The job of the nonprofit board is to govern the institution, oversee its operations, financial stability, strategy and mission. Ideally its work focuses on policy, leaving day to day operations to the staff, headed by the CEO/Executive Director, who it hires and whose performance it evaluates annually (or should). Much has been written about the individual duties of board members. Here I want to concentrate on how a board, as a corporate body, can be made most effective.

As someone who has served on as number of nonprofit boards and served many others in a staff capacity, I am a veteran of board meetings. Whether it meets four, six or, heaven forfend, twelve times a year, a typical board meeting scenario might look like this. The board assembles, sometimes in straggling formation. Most haven't seen each other since the last meeting. Following what is hoped to have been an agenda sent out in advance, the Chair guides the meeting. If the Chair and executive director have given it some thought, the meeting might have some meat, rather than a series of droned reports. By "meat" I mean discussion of a policy issue or strategic initiative. Votes are taken, including for some the most important, the one to adjourn. Members then disperse, until the next meeting.

Some work has been done, but is it effective? Does the board think of its self as a body rather than a collection of individuals, elected for a variety of reasons - skills, relationships, wealth?  My experience suggests no - with the subsequent impact on the board's success in governing..
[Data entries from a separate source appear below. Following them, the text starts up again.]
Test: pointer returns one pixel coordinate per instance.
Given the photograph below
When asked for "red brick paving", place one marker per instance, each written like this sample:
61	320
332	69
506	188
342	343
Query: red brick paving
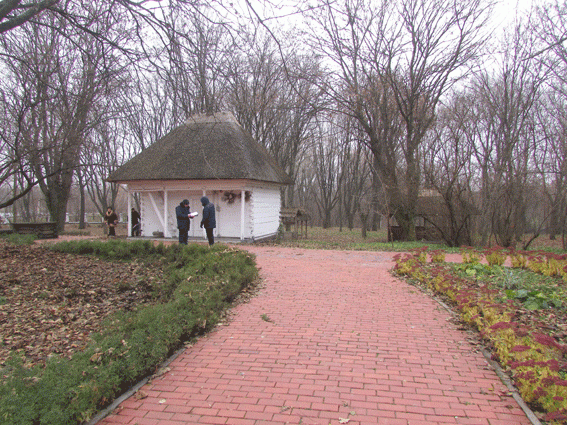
345	342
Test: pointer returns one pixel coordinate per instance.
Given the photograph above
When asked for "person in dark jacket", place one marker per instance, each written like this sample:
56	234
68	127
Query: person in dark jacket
135	223
112	220
208	221
183	214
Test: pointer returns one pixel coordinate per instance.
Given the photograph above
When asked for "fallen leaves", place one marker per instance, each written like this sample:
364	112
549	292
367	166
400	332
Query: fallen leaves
50	303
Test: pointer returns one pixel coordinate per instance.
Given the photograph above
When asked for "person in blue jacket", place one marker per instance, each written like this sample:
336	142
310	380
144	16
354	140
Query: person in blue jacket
183	214
208	221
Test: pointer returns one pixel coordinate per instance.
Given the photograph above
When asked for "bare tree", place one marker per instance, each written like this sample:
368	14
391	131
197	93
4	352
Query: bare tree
550	158
448	169
59	86
505	109
326	170
277	100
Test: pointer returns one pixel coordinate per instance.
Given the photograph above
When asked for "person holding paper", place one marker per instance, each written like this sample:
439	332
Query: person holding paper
183	214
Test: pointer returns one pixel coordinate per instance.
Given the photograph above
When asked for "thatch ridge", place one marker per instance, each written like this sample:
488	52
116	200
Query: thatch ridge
204	147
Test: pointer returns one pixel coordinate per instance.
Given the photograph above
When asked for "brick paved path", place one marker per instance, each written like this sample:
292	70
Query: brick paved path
345	343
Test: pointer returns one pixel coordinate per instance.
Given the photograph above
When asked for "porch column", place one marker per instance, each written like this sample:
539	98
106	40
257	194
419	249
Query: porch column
242	212
129	211
204	231
165	215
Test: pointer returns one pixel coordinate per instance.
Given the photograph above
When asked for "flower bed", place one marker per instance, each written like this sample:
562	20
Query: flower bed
523	321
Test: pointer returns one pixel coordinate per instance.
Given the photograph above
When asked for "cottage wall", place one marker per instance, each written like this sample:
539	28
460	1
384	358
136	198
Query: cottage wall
265	217
261	210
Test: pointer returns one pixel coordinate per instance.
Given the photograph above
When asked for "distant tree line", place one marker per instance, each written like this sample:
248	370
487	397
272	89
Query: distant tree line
367	105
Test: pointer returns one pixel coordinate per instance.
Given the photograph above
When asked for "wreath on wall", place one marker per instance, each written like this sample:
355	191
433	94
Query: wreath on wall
229	196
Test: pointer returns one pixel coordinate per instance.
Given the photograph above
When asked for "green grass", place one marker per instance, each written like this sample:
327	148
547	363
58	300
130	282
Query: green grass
345	239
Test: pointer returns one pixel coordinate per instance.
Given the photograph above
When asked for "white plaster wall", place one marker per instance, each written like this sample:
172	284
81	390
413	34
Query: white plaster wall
266	211
261	211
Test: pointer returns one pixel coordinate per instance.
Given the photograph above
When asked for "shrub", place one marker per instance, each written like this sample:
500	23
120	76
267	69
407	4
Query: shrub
535	358
200	285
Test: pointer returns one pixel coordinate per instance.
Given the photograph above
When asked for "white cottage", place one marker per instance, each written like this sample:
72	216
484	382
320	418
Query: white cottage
213	156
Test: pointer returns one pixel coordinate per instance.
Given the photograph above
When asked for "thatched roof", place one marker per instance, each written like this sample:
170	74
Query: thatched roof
205	147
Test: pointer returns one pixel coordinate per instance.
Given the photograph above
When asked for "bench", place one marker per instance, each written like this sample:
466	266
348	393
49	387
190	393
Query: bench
41	230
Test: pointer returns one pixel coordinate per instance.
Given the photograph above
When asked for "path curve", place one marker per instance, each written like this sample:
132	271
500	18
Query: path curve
331	338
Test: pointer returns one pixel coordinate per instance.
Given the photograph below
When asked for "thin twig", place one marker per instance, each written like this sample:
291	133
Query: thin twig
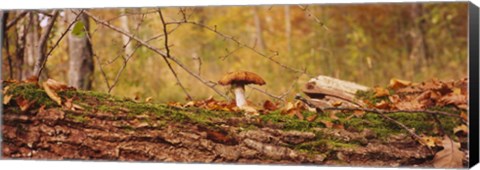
236	41
58	42
310	14
168	55
43	44
266	93
16	19
156	50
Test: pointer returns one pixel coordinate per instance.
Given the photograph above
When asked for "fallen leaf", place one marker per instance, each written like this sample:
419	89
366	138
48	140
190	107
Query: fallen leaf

Like many, and to my surprise, I was riveted watching the recent World Cup. I don’t think I have seen a better demonstration of team work in any endeavor. So if a nonprofit board is like a group of talented soccer players, how is to be formed into a true team? We don't have coaches, but we do have a mechanism that has come into favor in recent years. It is called a governance committee. It grew out of the nominating committee process. Some people began to ask - ok, we have good new board members, now what?  How can they and other board members work together to further the organization's mission?

The purpose of a governance committee is really board quality control - internally guided by board members themselves. Aside from retaining the nominating function, including care to have a succession plan in place for board officers, the committee should be engaged in education and evaluation. Education takes the form of being sure that board members know their roles and responsibilities and that new board members have thorough orientation before service begins. Periodic presentations should be made on new trends in nonprofit management (including fundraising) along with knowledge updates on how programs are supporting the organization's mission.

Evaluation is setting in place a process of reviewing how the organization is making best use of board member's skills and interests, including an analysis of participation, The board should also engage in self-evaluation annually -  asking itself: "How are we doing?"

Few dispute the need for such a committee. The challenge is to how to make it work, given the time demands on board and staff working on other committees directly associated with, for instance, raising money, marketing or planning. The reward will come in the development of a cohesive governing unit, which, in turn, can make the other function-related tasks more effective and personally fulfilling for individual board members..

Another important aspect is the social one. There should be at least one annual get-together of board members - no agenda but to have a glass of wine and get to know one another. Social relationships are helpful glue for team work. Some organizations attach such events to an annual retreat. Not everyone likes that kind of artificial sequester. One of the better board chairs I had told me he would agree to take that position as long we didn't have retreats: "no disappearing into the woods and brainstorming, please."

There  are various techniques that can be utilized to build a board team but the point is without a group to encourage and guide the process chances of success become haphazard. So if your organization doesn't have a governance committee (some now call it a board development committee) encourages its formation and support. Doing so increases the likelihood of hearing around the table frequent cries of "GOAL!!"